Investigating Disparity between Global Grades and Checklist Scores in OSCEs.  Pell G et al.  Medical Teacher 2015; 37:1106-1113.

Reviewed by Gary Beck Dallaghan

What was the study question?
Can the misalignment that occurs between checklists and global ratings for some OSCE stations be quantified?

How was the study done?
OSCE data from multiple cohorts and different undergraduate year groups from a single medical school in the UK were obtained.   (Both a detailed checklist and global rating scale were used to document performance on the OSCE stations.)  The Borderline Regression Model as a means of standard setting was used.  In using this, the authors employed regression to compare checklist items and the global rating to identify disparities using a Chi-square model to identify misclassifications.


What were the results?
Once the models were developed, they applied them to final year OSCE stations using a hybrid of traditional checklist and global rating.  This allowed them to conduct the post hoc analysis.  Each station was analyzed for discrepancies.  Focusing on the misclassifications, they found stations with known metric concerns had a high degree of asymmetry for pass/fail ratings.  In reviewing stations with sound historical metrics, there was still misalignment in checklist ratings with global rating.  Ultimately, their findings indicate that assessors had a hard time making a global decision of performance that accurately reflected student performance, as determined by the “key features” checklist.
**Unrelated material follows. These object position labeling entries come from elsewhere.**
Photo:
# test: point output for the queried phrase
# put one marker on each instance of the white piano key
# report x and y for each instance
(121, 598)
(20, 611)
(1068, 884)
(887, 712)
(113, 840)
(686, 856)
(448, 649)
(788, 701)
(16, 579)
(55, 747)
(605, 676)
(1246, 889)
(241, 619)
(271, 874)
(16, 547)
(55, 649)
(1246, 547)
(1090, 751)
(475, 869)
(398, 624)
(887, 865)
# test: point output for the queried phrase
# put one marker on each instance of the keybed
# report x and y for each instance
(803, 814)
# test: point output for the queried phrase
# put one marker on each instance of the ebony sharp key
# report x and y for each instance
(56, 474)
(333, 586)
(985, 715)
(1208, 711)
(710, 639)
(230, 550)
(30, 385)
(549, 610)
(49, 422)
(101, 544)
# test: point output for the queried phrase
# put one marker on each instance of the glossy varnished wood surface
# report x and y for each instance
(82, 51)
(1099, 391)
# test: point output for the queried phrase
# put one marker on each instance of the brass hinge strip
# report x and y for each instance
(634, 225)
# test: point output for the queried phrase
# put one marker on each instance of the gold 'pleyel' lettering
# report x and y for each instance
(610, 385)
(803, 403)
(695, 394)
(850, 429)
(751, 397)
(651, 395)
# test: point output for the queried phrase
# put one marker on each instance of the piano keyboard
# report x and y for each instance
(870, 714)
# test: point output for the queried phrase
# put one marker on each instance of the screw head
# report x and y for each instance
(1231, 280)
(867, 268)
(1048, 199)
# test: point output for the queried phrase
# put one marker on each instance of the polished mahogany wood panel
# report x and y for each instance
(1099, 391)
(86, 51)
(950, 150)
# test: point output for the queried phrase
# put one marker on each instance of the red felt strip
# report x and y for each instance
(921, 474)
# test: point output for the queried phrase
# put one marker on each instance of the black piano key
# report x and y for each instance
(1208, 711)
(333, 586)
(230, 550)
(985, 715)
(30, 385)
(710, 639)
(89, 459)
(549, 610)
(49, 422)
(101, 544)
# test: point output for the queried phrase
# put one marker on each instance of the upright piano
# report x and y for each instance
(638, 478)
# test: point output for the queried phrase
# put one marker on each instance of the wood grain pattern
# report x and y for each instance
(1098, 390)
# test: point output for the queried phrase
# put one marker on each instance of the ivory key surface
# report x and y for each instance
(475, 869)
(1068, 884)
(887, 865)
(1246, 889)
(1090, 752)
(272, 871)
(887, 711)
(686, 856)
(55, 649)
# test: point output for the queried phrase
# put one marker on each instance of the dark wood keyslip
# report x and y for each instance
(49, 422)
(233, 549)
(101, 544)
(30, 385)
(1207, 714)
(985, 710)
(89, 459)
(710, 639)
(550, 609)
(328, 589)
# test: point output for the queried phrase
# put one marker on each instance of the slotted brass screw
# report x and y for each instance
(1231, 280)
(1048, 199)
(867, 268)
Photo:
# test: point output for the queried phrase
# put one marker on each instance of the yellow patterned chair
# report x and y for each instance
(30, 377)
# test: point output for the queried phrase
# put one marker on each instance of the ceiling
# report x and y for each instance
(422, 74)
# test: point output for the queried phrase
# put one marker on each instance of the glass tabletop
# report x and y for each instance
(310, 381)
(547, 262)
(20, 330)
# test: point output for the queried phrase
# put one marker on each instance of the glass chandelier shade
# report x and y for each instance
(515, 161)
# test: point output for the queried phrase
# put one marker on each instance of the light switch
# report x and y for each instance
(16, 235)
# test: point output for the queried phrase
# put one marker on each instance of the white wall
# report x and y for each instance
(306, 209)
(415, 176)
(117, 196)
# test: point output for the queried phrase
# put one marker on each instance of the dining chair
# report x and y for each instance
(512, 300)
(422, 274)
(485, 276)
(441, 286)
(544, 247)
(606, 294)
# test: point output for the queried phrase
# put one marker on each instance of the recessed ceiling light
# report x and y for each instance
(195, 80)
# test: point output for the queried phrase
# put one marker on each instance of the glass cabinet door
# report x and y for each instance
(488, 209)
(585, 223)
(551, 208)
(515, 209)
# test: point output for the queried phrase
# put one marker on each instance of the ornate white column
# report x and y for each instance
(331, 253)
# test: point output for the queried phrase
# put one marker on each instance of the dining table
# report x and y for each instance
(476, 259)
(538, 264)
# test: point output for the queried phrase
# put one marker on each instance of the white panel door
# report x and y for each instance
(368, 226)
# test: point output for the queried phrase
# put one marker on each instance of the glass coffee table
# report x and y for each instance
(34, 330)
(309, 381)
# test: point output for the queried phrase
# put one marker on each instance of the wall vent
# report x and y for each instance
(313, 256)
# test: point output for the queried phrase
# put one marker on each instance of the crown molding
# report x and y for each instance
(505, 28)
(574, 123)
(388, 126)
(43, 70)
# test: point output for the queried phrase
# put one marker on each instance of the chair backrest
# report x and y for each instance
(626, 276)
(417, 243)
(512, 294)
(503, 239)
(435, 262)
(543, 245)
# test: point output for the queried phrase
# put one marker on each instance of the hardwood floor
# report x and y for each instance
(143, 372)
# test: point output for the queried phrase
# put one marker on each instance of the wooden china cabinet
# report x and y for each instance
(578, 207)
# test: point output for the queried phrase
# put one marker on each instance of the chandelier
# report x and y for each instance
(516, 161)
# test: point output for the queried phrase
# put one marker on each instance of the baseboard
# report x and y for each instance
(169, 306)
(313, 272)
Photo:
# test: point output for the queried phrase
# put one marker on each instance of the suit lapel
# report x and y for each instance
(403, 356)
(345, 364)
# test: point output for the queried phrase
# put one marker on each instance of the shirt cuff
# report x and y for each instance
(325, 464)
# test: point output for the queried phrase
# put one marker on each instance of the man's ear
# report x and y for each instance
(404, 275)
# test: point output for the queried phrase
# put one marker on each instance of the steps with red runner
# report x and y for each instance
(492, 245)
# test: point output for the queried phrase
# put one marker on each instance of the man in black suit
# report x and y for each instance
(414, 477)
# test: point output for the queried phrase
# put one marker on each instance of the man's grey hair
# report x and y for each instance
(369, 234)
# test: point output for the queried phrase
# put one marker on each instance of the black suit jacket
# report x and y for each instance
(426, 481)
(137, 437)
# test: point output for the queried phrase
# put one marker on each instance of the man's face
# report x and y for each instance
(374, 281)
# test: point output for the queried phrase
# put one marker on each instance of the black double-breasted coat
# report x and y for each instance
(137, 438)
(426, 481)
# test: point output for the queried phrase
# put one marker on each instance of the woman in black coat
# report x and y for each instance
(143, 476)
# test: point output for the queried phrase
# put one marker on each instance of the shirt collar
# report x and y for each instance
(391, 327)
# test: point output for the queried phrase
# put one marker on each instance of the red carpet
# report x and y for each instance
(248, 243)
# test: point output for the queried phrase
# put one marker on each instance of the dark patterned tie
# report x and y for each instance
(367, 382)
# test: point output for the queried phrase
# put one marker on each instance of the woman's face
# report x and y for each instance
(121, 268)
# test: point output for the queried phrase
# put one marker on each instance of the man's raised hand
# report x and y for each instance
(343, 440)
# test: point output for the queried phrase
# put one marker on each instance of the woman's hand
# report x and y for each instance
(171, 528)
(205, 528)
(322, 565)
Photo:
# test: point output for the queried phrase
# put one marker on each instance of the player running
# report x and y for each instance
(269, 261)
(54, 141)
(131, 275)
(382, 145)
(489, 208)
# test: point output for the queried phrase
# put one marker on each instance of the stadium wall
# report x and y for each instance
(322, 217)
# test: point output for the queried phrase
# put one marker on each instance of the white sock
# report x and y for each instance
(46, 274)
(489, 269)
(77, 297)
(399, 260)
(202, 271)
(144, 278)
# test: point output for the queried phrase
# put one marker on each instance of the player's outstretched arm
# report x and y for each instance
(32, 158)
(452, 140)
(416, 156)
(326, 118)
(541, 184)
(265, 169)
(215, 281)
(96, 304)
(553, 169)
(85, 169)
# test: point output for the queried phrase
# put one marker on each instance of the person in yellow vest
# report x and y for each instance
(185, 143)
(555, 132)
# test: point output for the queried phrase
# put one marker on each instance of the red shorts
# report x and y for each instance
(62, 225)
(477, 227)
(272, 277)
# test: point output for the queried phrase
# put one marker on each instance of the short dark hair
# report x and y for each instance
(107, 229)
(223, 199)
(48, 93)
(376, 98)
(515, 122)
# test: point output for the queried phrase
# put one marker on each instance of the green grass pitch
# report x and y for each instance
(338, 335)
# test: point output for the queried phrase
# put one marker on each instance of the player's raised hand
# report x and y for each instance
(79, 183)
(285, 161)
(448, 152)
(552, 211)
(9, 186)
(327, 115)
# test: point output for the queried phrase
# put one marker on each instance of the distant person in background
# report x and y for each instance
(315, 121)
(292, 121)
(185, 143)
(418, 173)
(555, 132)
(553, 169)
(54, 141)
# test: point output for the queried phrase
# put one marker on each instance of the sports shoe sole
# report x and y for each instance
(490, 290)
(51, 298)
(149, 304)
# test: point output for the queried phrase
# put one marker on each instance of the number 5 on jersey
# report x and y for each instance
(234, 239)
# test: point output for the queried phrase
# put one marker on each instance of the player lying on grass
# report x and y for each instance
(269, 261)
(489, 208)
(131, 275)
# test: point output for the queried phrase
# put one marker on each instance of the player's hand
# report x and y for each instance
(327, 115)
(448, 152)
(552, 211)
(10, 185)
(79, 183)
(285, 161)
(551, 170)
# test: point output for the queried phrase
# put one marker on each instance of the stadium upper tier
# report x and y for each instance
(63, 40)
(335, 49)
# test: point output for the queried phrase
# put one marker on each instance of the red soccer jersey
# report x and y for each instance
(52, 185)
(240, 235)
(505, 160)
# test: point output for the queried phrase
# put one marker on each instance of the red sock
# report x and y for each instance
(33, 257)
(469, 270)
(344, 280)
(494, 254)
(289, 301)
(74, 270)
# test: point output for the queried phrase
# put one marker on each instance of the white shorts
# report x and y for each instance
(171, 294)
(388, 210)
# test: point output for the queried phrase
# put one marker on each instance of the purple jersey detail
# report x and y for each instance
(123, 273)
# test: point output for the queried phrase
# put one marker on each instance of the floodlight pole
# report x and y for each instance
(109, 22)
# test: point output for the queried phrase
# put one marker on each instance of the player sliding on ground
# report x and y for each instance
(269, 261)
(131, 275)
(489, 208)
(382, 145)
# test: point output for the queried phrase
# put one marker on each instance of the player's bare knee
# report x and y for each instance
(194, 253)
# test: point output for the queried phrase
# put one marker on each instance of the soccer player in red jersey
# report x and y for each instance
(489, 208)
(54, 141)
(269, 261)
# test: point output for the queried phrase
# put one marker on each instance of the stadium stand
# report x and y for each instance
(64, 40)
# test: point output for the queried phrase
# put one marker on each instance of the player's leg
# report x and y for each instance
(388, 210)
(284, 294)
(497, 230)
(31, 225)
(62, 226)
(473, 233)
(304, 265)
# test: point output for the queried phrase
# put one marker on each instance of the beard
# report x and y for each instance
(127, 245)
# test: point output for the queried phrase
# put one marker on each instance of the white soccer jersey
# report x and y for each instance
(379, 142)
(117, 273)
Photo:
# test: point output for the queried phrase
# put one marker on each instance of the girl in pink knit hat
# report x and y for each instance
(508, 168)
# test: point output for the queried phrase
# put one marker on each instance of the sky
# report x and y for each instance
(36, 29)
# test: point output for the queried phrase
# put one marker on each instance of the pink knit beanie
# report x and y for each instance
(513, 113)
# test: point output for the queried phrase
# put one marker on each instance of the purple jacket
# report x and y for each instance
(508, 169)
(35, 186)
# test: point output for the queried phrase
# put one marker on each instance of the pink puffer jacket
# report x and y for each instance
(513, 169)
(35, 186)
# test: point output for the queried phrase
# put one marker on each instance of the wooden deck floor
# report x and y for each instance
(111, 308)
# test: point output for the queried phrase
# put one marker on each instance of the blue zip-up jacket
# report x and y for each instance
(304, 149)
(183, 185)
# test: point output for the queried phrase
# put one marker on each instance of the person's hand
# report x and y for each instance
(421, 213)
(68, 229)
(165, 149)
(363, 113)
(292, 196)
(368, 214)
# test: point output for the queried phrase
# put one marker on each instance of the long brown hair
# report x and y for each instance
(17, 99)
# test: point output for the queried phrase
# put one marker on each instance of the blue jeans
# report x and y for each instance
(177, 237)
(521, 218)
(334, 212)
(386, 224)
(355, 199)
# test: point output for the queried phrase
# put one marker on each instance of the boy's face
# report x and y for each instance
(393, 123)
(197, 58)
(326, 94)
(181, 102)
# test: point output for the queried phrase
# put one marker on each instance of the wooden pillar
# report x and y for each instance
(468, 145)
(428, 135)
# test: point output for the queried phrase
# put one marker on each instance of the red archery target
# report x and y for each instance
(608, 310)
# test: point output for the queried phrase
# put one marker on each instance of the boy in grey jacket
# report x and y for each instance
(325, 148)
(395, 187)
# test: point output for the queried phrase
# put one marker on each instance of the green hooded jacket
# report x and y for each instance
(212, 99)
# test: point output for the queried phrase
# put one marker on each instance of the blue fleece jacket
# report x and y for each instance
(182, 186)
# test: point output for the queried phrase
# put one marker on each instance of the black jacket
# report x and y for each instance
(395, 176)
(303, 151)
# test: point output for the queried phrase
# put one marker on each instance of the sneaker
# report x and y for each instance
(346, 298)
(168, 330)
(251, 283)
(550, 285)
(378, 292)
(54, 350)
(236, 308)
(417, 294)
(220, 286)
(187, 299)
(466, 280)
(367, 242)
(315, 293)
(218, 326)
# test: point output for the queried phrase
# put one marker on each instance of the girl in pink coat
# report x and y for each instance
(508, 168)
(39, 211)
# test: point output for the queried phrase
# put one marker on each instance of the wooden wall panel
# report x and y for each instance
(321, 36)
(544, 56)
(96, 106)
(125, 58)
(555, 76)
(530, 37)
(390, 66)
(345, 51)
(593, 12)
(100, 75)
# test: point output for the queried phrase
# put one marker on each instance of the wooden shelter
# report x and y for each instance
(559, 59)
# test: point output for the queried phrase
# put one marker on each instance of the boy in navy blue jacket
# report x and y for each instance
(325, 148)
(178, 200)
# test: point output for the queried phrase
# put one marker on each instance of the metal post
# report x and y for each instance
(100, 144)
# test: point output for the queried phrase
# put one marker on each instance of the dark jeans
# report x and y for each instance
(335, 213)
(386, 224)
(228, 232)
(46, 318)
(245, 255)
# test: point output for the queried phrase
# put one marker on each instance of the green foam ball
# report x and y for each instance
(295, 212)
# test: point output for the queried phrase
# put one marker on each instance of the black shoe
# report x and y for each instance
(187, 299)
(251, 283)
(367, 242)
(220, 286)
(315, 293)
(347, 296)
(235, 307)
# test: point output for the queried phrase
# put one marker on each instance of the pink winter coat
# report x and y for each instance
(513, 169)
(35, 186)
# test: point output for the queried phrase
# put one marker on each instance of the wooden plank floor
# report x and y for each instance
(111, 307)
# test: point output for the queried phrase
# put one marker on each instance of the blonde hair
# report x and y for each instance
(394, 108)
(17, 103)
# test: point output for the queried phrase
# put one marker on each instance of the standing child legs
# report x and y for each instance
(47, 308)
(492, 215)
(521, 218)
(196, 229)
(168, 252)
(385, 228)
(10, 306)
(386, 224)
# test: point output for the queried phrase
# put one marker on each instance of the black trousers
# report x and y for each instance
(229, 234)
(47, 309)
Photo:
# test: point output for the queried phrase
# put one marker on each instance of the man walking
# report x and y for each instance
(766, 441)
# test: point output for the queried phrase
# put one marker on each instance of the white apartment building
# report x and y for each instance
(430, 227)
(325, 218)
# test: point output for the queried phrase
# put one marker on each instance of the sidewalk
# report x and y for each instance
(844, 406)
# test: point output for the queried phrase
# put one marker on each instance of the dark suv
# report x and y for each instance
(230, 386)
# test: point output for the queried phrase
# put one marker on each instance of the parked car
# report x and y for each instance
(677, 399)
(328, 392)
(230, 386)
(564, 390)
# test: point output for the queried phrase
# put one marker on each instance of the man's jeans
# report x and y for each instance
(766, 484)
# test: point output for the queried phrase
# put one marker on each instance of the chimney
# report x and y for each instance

What are the implications of these findings?
With the emphasis on entrustable professional activities for medical students, accurate assessments of performance are vital for entrustment decisions.  As clerkship directors (and medical schools) consider their student performance evaluations, this study indicates that there are occasionally discrepancies between checklists and global ratings scales.


Editor’s note:  This article is statistically complex but has a compelling message: checklists and global rating scales measure different things (we already knew this!) and there may be a discrepancy between these assessment measures.  We should look for such disparities and attempt to understand them in order to improve the OSCE station quality (SLB).